Porokeratosis of Mibelli is a variant of a linear nevus (30). A random biopsy of the center of a lesion of disseminated superficial actinic
porokeratosis often shows a nonspecific, senescent, lichenoid pattern. The distinctive cornoid lamellae, in a proper setting, are diagnostic.
Linear dermatitic nevus or inflammatory linear verrucous epidermal nevus (ILVEN) is psoriasiform (31). A parakeratotic cap which may contain
neutrophils often is a feature. The papillary dermis contains a dense, band-like infiltrate of lymphoid cells which may extend into the overlying epidermis in the pattern of a primary lichenoid reaction. Two
distinctive lesions may be included in the category of linear dermatitic nevus. One variant is not inflamed histologically, but shows the surface accumulation of a parakeratotic scale with sparing of the ostia of
skin appendages.
For those examples of linear, lichenoid lesions in which the superficial unit is hyperplastic and shows compact orthokeratosis, the differentiation between lichen striatus and lichen planus may be impossible.

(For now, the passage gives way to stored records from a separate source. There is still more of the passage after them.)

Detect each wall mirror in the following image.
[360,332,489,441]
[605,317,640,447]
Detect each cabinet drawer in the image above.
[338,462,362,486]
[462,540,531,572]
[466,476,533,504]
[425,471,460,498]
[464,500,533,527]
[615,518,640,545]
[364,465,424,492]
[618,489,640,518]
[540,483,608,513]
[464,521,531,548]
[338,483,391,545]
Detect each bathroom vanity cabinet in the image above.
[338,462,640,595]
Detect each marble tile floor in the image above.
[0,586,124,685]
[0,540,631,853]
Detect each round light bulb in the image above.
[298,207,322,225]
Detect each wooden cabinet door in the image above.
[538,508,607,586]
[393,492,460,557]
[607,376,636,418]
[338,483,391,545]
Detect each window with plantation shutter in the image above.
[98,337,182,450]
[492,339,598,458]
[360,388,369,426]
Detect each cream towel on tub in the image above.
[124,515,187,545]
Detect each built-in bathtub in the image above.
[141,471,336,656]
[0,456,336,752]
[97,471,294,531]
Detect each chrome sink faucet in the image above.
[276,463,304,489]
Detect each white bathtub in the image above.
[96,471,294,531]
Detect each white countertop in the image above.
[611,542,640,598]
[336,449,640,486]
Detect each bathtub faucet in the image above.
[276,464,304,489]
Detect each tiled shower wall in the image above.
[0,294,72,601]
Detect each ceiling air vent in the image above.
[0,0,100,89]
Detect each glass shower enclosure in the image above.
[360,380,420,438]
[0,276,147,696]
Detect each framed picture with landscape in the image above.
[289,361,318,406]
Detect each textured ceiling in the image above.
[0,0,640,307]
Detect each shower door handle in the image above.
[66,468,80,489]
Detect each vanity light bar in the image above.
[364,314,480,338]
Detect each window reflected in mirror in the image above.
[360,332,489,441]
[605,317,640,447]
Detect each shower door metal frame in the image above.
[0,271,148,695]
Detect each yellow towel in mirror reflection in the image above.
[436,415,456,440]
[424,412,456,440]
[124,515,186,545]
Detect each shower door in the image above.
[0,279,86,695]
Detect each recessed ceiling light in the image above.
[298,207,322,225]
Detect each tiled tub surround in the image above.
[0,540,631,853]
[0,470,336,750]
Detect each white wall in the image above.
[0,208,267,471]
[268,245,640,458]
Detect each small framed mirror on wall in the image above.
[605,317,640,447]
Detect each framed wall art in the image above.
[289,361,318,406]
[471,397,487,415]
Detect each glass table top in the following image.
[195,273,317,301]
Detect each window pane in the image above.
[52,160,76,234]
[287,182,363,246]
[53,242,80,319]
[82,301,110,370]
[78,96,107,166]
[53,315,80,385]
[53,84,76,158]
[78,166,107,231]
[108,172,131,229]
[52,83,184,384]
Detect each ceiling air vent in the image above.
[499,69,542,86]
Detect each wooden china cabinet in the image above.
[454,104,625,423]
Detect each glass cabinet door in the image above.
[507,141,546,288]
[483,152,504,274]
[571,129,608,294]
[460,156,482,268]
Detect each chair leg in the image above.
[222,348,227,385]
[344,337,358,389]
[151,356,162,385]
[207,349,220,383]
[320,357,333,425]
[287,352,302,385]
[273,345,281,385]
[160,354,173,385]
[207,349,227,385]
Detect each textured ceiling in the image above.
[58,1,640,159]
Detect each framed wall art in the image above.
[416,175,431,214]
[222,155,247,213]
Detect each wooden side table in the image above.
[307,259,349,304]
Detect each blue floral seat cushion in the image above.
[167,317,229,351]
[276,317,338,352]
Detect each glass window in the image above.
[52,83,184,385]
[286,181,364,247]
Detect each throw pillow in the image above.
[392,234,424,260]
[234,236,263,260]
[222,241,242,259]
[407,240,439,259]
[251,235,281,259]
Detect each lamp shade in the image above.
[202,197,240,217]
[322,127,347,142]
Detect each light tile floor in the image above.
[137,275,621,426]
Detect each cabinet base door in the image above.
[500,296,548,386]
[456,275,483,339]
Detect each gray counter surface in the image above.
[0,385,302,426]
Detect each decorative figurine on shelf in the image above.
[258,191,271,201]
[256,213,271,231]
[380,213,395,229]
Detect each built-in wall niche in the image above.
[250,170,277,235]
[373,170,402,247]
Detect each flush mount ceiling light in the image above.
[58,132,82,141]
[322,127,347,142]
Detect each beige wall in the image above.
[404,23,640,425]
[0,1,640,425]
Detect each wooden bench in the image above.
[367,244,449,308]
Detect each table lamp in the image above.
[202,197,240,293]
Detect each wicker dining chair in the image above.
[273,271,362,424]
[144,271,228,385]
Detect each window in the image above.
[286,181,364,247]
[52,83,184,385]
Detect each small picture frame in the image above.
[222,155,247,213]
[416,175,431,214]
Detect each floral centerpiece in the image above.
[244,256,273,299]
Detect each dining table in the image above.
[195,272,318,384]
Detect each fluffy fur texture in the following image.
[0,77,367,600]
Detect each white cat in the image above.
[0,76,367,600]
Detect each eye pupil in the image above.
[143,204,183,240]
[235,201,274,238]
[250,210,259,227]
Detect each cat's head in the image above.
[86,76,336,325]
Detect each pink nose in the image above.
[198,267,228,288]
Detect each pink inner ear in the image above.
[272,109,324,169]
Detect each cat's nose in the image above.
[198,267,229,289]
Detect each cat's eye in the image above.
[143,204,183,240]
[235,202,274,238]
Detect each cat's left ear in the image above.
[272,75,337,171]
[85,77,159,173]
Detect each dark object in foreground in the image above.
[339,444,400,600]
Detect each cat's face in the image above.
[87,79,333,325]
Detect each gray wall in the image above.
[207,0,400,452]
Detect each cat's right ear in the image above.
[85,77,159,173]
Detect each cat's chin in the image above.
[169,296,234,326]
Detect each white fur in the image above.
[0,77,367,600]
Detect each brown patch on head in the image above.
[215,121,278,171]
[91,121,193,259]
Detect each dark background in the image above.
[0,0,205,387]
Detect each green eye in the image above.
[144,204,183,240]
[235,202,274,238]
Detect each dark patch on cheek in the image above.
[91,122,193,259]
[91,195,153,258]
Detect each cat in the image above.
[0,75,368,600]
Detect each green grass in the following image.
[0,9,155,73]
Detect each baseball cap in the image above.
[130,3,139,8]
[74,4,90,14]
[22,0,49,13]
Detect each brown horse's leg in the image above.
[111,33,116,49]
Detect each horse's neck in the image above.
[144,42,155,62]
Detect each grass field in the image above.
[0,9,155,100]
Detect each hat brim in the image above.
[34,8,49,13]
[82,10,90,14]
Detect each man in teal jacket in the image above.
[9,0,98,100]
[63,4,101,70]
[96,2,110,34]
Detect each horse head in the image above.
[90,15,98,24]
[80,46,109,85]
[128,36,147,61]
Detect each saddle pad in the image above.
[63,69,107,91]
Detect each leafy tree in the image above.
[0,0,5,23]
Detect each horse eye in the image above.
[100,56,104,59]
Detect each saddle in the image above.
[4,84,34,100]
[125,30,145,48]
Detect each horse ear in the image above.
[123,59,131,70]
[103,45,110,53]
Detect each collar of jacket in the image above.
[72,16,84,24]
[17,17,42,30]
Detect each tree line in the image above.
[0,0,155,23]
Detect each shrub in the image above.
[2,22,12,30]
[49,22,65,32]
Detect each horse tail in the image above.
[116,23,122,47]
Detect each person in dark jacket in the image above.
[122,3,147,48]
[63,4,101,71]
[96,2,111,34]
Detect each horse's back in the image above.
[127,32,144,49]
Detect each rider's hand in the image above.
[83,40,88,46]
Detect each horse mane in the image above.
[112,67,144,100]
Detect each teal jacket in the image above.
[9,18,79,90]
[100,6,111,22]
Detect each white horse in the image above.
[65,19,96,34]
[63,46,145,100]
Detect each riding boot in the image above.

Involvement of eccrine sweat glands is a feature favoring lichen striatus.
Lichen nitidus
is a lichenoid eruption in which discrete, tiny, uniform papules of 1-2 mm are grouped in patches, but do not coalesce. It is commonly seen in children. The trunk is a common site. Koebner phenomenon may occur. The lesions of lichen nitidus are discrete infiltrates of lymphocytes and histiocytes in the papillary dermis (3). The infiltrates form small, spherical aggregates which press upon the epidermis; they displace and distort neighboring rete ridges. Histiocytes and
lymphocytes are closely intermingled in the pattern of lymphohistiocytic granulomas. Many of the lymphocytes have the nuclear characteristics of transformed T lymphocytes. Multinucleated, histiocytic giant cells are
often a feature. Some of the patterns qualify as a senescent reaction. The histiocytes and giant cells commonly contain melanin granules. The epidermis over a papule shows effacement of rete ridges and lysis of the
basal epidermal unit. The superficial unit is often unaltered. As a consequence, the overlying epidermis may be thin (atrophic). There may be focal areas of parakeratosis. In occasional examples, the superficial
epidermal unit is hyperplastic and shows compact hyperkeratosis. The nodular infiltrates of lymphocytes and histiocytes are randomly spaced in the papillary dermis. The intervening areas are unaffected. For the
exceptional lesions with hyperplasia of the superficial unit and compact orthokeratosis, the differentiation of a papular variant of lichen planus from a lesion of lichen niditus may be difficult. In the setting of
a lichenoid reaction, the distribution lesions and the histiocytic qualities of the infiltrates in lichen nitidus might be cited as distinguishing features. Other clinical manifestations of lichen planus are usually
helpful, such as mucosal and flexural involvement, and Wickham's stria.
The prominent component of histiocytes in the infiltrates of lichen nitidus may be misinterpreted as an epithelioid granuloma; the infiltrates in lichen nitidus are lymphohistiocytic, rarely purely epithelioid. The
histiocytes are rounded, have distinct cell membranes, and are loosely aggregated. They closely intermingle with lymphocytes. These are not features of a classic epithelioid granuloma as seen in sarcoidosis,
leprosy, or some infectious granulomas.